Independent vs. Codependent

As public discontent deepens, more and more Americans are declaring their independence from the Democratic and Republican parties, but Democrats and Republicans continue to pretend that Independents simply don’t exist.

With the big, one-day stock market drop and credit rating downgrade that immediately followed the debt ceiling debacle, public discontent with elected representatives in Washington is, once again, at an all-time high.  In a New York Times/CBS News poll taken last week, a full 82% of respondents stated that they disapprove of the way the Congress is handling its job, “the most since The Times first began asking the question in 1977,” reported the Gray Lady. 

It is surely no coincidence that record high numbers of Americans also refuse to associate themselves with the Democrats or Republicans.  A full 39% identified themselves to the pollster as Independents, compared with just 32% who said they are Democrats and 24% who admitted to being Republicans.  Since 1992, there was only one other poll in this series which found such high levels of Independent identification, and that was in late July 2009. 

Writing in The Atlantic, Ronald Brownstein argues that “astronomical levels of discontent with President Obama, Congress, and the Washington system itself” among Independent voters is building into a “towering wave of alienation” that promises yet another volatile political backlash in the voting booth next year. 

     “With each party hemorrhaging public support amid political polarization and economic stagnation, the implications for 2012 are complex and unpredictable,” he writes.  

Brownstein sees three possibilities in his crystal ball: the rise of an Independent third party movement, an anti-incumbent backlash against the sitting representatives of both major parties, and continued de-alignment of the voting public from the major parties rather than realignment with either of them.

On the other hand, many supporters of the Democratic and Republican parties are more comfortable explaining away the public’s deep discontent and growing dissatisfaction with the two-party state, choosing to ignore it rather than address or confront it.  

In Commentary Magazine, Seth Mandel advises Republicans that in 2012 they should not reach out to Independents.

     “There is no “reaching out” to Democrats and independents (or Republicans for that matter), at least in the classic sense; there is only offering solutions. This is mainly because independents don’t really exist,” he writes, echoing the assertions of observers who are ideologically and institutionally invested in the maintenance of the two-party state.

At The New Republic, on the other side of the duopoly divide, Ruy Teixeira makes the very same point, on the basis of the very same article, but from a Democratic perspective.  He argues that President Obama should not reach out to Independents because Independents effectively do not exist.  

     “To understand how very unlikely it is that Obama’s long sought-after deal is going to magically turn around his numbers, we must visit one of the most robust but amazingly underappreciated findings in American political science: independents are not independent,” writes Teixeira.

Here we see a rare point of overt agreement between the partisans of the Democratic and Republican parties:  Independents should be ignored in favor of courting and consolidating the dwindling number of Democratic and Republican party adherents across the country.  

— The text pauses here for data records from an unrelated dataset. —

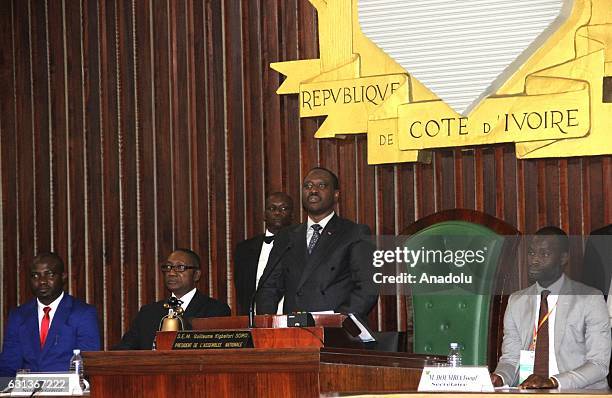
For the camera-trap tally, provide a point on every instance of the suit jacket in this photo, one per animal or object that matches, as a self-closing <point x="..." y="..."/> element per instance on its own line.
<point x="246" y="259"/>
<point x="597" y="262"/>
<point x="336" y="276"/>
<point x="74" y="325"/>
<point x="582" y="335"/>
<point x="141" y="334"/>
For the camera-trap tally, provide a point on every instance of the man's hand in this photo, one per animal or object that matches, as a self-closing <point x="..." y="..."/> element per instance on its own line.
<point x="535" y="381"/>
<point x="496" y="380"/>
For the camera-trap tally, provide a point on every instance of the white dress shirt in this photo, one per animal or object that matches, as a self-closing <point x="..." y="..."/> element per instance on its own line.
<point x="310" y="223"/>
<point x="53" y="305"/>
<point x="186" y="299"/>
<point x="609" y="302"/>
<point x="552" y="299"/>
<point x="264" y="254"/>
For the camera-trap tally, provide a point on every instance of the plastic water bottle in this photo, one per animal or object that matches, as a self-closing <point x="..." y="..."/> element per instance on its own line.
<point x="76" y="365"/>
<point x="454" y="356"/>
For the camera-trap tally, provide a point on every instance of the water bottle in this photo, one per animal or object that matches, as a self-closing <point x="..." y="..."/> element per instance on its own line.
<point x="76" y="366"/>
<point x="454" y="356"/>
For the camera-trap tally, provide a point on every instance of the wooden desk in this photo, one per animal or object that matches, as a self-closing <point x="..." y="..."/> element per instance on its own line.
<point x="561" y="394"/>
<point x="294" y="372"/>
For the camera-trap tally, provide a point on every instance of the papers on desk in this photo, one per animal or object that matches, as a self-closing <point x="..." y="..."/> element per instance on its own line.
<point x="365" y="335"/>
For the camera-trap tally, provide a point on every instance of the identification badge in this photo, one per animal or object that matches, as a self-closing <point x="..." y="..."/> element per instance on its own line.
<point x="526" y="362"/>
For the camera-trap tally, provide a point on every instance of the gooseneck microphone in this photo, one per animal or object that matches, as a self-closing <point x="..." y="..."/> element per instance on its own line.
<point x="262" y="281"/>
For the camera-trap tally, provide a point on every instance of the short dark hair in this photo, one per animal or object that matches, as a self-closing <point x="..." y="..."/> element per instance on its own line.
<point x="283" y="195"/>
<point x="49" y="257"/>
<point x="195" y="259"/>
<point x="333" y="176"/>
<point x="558" y="235"/>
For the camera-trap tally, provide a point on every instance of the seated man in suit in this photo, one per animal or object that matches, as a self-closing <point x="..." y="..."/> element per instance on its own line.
<point x="323" y="264"/>
<point x="181" y="272"/>
<point x="252" y="254"/>
<point x="559" y="324"/>
<point x="41" y="334"/>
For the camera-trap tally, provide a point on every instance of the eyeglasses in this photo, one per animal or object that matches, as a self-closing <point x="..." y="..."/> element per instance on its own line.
<point x="310" y="185"/>
<point x="282" y="209"/>
<point x="175" y="267"/>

This situation makes one thing crystal clear.  So long as Independents continue voting for, or otherwise supporting, Democrats and Republicans, it is a virtual certainty that they will continue to lack adequate representation in government. So long as Independents allow themselves to be held politically hostage by the ideologues of the two-party state and the entrenched interests that maintain both the Democratic and Republican parties, they are not Independent; instead, they are codependent.